In the Bwindi Impenetrable National Forest in Uganda, you can find half of the world’s mountain gorillas. It is said that there are 800 left in total.
It is 4 AM and even though I am extremely tired, I am super excited and full of adrenaline just thinking of the day ahead of me. Because on this day, I will finally get to see the famous mountain gorillas and hopefully see a silverback as well!
This is what I thought on the day where I finally got to see the mountain gorillas in Uganda.
When going gorilla trekking, you’re divided into smaller groups with maximum 8 people. I ended up being in the group for the ‘young adults’, which are for the people with a better physical condition.
Based on the type of group you’re in, it’s tougher finding the mountain gorillas. I spoke with another group who had an elderly couple in it. They just went for a 1-hour walk and found the mountain gorillas instantly.
At 8 AM, every group has a briefing, where the guide explains how to behave in the jungle, what to expect and how much time the group has with the gorillas. You also get to know that no one knows how long time it takes until you have found them.
Earlier in the morning, there is a separate research group out in the jungle, who track the gorillas and will let your group know as soon as they have found them.
We started trekking at 9 AM and hadn’t heard from the local researcher until two hours later. We got to know that we would be there 40 minutes, and instantly our excitement rose. It suddenly felt like the mountain gorillas were so close!
Trekking in Bwindi is definitely not for everyone. I believe it was the toughets trek I ever had in my life. All the time, you either have to climb up the mountain and use the trees to get up. Or you have to get down, but it is so steep that you just slide down the mountain. You have no idea for how long you walk, and when it’s gonna end.
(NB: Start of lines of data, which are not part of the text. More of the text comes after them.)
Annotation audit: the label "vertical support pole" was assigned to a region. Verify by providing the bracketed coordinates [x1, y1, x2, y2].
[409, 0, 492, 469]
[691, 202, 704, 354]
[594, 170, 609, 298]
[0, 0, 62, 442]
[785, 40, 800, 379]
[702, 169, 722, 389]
Suddenly, we were very close. We saw one small gorilla before it ran away and we had to walk half an hour until we found the family.
Our gorilla family was a very shy one, which meant that we had to “run after them” for around 2 hours, because they always just went away. This was due to them not being habituated for more than 2 years. After 2 years, they get used to humans and don’t care if you stand close to them and take pictures.
But once we found the family and saw them all rested while eating, we were able to enjoy the view of them. And being able to spend an entire hour with them was one of the most magical experiences in my entire life. Getting so close to them, you truly are able to see little behavioral details that remind you of yourself.
Today, it costs around 700 USD for one day of gorilla trekking in Uganda. It’s fairly cheap compared to Rwanda, where they recently increased the price to 1,500 USD.